Digitalism said:
sorry I wasn't doing int on the calulator I was using the integral function but I didn't know how to represent that here on the forums.
Also I did intend 25-9x^2-25y^2/9
Intended or not, it's incorrect.
Digitalism said:
Here is the problem:
Find the volume of the solid by using an iterated integration. Solid in the first octant, bounded by the surface
9z = 225 -9x^2-25y^2
So ##z = \frac{225 -9x^2-25y^2}{9}##.
What you wrote, and entered into the calculator, was
##z = 225 -9x^2-\frac{25y^2}{9}##.
The difference should be obvious.
When you have to write a fraction on a single line, and the numerator or denominator (or both) has two or more terms, you HAVE to put parentheses around it (them), like so:
(225 - 9x^2 - 25y^2)/9
Since the denominator consists of only one term, parentheses aren't needed for it.
Digitalism said:
//end question
My method:
setting z=0 and solving for y
25y^2=225-9x^2
y= +/-sqrt(9-9x^2/25)
Incorrect for two reasons.
1. The quantity inside the radical has the same problem as shown above.

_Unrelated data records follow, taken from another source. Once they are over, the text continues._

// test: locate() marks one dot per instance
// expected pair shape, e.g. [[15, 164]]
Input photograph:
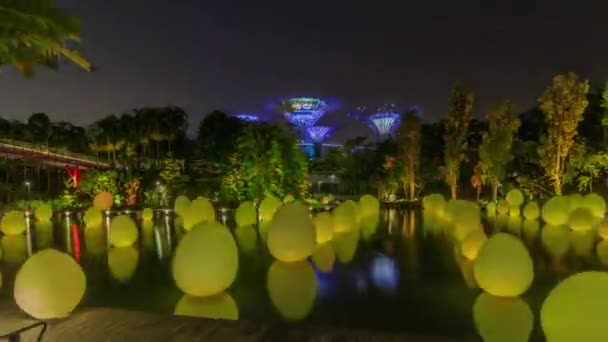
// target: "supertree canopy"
[[303, 112]]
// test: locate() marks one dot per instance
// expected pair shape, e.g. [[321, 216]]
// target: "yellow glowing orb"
[[531, 211], [515, 198], [504, 267], [500, 319], [44, 212], [324, 226], [206, 260], [556, 210], [324, 257], [13, 223], [245, 214], [181, 203], [50, 284], [103, 201], [220, 306], [291, 234], [471, 245], [576, 309], [292, 288], [123, 231]]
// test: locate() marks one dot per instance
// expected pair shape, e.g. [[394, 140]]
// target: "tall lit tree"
[[455, 136], [563, 104], [495, 149]]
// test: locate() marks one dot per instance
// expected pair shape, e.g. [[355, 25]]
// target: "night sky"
[[246, 55]]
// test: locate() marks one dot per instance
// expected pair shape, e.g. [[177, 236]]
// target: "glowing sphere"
[[147, 214], [556, 210], [502, 319], [13, 223], [471, 245], [504, 267], [291, 234], [181, 203], [595, 203], [123, 231], [576, 308], [292, 288], [515, 198], [245, 214], [93, 217], [581, 219], [50, 284], [44, 212], [268, 207], [531, 211], [103, 201], [123, 263], [345, 217], [205, 261], [220, 306], [324, 226]]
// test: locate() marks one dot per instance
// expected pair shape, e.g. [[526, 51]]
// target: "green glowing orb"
[[13, 223], [50, 284], [292, 288], [123, 231], [291, 234], [500, 319], [515, 198], [531, 211], [220, 306], [576, 309], [245, 214], [44, 212], [504, 267], [324, 226], [206, 260], [556, 210]]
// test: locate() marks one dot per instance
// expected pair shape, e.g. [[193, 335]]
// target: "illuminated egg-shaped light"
[[50, 284], [93, 217], [14, 248], [581, 219], [531, 211], [220, 306], [103, 201], [344, 217], [123, 231], [291, 234], [13, 223], [246, 238], [576, 309], [245, 214], [122, 262], [324, 226], [292, 288], [555, 240], [503, 266], [205, 261], [44, 212], [268, 207], [471, 245], [181, 203], [595, 203], [556, 210], [500, 319], [147, 214]]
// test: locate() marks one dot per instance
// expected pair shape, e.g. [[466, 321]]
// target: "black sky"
[[244, 55]]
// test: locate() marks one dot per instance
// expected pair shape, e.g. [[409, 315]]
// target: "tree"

2. Since the "cap" over the region is in the first octant, all coordinates are ≥ 0.
Written correctly, you should have y = sqrt((9 - 9x^2)/25). Notice that there are two pairs of parentheses - one pair for the sqrt function, and another pair inside for the numerator of the fraction.
Omitting the +/-, this is what you wrote:
$$y = \sqrt{9 - \frac{9x^2}{25}} $$
Digitalism said:
setting y = 0
x=+/-5
because the volume is bounded by the first octant the limits of integration should be 0<=x<=5 and 0<=y=sqrt(9-9x^2/25)
yes?
so z = 25-x^2-25y^2/9
or did I do that incorrectly?
edit:
I tried this with the function integral(integral(xy),y,0,x),x,0,5) just to try a different function and I am getting the same error
If this is exactly what you entered into the calculator, the main problem I see is that your parentheses aren't matched correctly. You have two left parens - ( - and three right parens - ).
The one in red should go away: integral(integral(xy)[/color],y,0,x),x,0,5)
Digitalism said:
note the integral function I am using on the TI-89 titanium is the 2nd option under F3 just to make sure we're using the same integral function. I saw that in the manual as well and I cannot explain the error.